Nuestro diálogo no era exáctamente una conversación. Ejecutado a un alto nivel de velocidad y ruido, consistía en una serie de confrontaciones a cámara rápida.

-Apegos feroces- Vivian Gornick






Regreso de Madrid con menos ganas de lo que es habitual. Un último paseo por el Retiro, antes de correr hacia Atocha, me ha sentado más que bien. Es la ilusión de respirar un aire menos contaminado y agresivo de lo que últimamente respiramos junto al Mediterráneo de Serrat. A los efectos prácticos he perdido el tiempo, no he completado ni una sola de las gestiones que me llevaron hasta allí y, sin embargo, mientras el tren me aleja de la ciudad pienso en lo animada que estaba, en lo espléndida que es, y en lo mucho que nos despistamos los que venimos de fuera. Vivir en el conflicto agota y, de vez en cuando, tomar distancia es necesario. En últimos tiempos vivir en Barcelona es morirse un poco cada día. Escapamos como podemos, aunque sea utilizando excusas, bebiendo medio litro de vodka o incluso escribiendo simplezas mientras en la acera de enfrente, teñida de amarillo, vemos a una jauría que intenta arrancarnos la libertad y la tranquilidad que todos queremos, que todos necesitamos. La gente sofoca y el final ya lo conocemos, no tiene nada de sorpresa.

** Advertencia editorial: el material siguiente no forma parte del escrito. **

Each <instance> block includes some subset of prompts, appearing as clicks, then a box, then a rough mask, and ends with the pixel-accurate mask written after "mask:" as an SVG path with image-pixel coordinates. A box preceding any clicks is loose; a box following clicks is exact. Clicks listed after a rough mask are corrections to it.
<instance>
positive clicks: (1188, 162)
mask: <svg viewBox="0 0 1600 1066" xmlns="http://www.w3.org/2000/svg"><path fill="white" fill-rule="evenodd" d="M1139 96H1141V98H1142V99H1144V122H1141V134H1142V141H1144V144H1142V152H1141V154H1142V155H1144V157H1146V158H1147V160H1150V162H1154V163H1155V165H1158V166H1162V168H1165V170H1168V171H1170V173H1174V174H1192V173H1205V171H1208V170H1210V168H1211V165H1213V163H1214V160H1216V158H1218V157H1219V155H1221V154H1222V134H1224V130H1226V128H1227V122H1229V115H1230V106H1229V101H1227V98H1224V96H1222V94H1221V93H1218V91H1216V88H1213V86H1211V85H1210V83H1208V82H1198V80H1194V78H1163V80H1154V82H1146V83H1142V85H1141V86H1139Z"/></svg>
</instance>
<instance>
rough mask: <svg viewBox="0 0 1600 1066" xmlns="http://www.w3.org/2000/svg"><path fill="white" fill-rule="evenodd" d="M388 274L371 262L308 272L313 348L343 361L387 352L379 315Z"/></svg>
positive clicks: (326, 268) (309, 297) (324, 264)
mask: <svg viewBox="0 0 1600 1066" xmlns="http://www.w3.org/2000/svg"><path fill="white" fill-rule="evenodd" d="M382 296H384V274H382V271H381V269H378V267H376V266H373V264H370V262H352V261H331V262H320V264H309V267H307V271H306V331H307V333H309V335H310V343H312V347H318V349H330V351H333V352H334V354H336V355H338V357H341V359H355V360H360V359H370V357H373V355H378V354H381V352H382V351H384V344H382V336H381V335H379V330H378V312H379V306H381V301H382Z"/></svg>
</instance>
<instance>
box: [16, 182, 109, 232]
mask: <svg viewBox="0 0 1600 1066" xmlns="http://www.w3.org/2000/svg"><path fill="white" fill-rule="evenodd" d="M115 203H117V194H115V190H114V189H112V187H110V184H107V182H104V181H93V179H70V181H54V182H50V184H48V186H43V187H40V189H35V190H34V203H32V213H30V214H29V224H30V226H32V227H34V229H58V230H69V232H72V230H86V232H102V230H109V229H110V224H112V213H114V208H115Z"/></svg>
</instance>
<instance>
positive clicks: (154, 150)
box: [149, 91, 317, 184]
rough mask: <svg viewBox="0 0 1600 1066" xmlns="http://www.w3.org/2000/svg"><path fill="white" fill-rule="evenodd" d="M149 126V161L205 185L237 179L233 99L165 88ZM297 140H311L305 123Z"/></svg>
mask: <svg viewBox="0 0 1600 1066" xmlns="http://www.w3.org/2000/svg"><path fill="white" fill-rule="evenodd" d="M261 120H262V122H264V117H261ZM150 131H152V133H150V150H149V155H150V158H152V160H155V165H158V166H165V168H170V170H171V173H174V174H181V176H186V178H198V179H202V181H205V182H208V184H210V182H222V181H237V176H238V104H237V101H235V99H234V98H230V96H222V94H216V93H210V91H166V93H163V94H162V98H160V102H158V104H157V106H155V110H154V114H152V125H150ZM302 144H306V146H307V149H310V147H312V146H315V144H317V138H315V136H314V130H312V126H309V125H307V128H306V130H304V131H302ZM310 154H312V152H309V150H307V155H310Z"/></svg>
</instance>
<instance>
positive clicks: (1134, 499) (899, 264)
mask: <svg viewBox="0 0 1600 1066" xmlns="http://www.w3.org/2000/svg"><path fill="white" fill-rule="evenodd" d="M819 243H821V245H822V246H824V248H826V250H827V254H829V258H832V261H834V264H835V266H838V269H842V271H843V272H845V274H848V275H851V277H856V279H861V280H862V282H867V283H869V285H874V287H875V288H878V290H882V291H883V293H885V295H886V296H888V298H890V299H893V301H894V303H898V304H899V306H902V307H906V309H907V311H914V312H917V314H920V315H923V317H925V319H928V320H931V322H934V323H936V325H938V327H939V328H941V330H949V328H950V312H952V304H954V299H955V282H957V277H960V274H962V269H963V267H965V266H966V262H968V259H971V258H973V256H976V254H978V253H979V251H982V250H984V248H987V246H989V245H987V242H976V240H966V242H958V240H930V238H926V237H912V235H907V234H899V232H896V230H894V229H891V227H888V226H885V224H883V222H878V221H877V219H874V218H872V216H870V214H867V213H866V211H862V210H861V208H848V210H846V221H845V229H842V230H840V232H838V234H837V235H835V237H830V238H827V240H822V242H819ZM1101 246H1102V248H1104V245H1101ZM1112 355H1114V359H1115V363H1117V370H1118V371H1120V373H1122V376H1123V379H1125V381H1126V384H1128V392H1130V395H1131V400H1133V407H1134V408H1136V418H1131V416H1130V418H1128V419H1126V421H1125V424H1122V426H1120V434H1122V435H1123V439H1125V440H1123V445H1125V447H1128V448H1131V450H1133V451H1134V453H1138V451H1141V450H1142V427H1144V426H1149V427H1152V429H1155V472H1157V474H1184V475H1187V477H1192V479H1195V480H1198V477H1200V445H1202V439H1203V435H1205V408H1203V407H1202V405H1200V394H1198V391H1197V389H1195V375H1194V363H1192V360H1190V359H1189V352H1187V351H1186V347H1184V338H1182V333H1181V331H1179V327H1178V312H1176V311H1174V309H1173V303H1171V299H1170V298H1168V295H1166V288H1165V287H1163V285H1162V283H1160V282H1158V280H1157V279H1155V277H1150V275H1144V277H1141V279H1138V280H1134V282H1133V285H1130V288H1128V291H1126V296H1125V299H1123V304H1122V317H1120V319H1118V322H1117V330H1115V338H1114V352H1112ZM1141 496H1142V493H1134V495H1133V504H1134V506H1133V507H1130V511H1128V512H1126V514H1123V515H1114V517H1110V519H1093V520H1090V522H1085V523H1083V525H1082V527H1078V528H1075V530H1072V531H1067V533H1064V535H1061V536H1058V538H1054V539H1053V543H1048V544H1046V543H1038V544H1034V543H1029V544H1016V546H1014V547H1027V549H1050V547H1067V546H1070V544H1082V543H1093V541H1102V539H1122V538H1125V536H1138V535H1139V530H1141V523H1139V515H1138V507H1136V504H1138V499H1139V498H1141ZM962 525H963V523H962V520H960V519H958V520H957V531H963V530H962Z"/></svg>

domingo, 3 de junio de 2018

CASI TODOS LOS DÍAS


Decirlo una vez más, escribirlo una vez más. La salud es un delicado equilibrio de deflagraciones. La cabeza que suena, los ojos que duelen, los oídos que pitan, la garganta que escuece, el vientre que sufre...

-Mortal y rosa- Francisco Umbral






Casi todos los días son iguales, uno tras otro hacemos las mismas cosas, pisamos los mismos lugares, tomamos los mismos cafés e incluso nos mofamos de las mismas noticias que se repiten sin que apenas cambien. La vida se menudea en una monotonía que no solo no sorprende sino que, cuando uno rebusca entre el tiempo que tuvo y el poco que le queda, da un vértigo que es difícil de parar. Y en mitad de esta repetición continuada de tiempos, que vinieron para quedarse, buscamos momentos de efímera diferencia que transformen en extraordinario lo que con el paso de los días se ha vuelto corriente y a veces fastidioso. Y en esa búsqueda, trampa mortal casi siempre, se nos complica la vida para terminar en el mismo sitio del que partimos pero con el interior maltrecho como el cuerpo de un adolescente después de una tarde de borrachera. Nadie está a salvo de tanta estupidez, ni de la transitoria locura de la carne ni  del pensamiento difuso.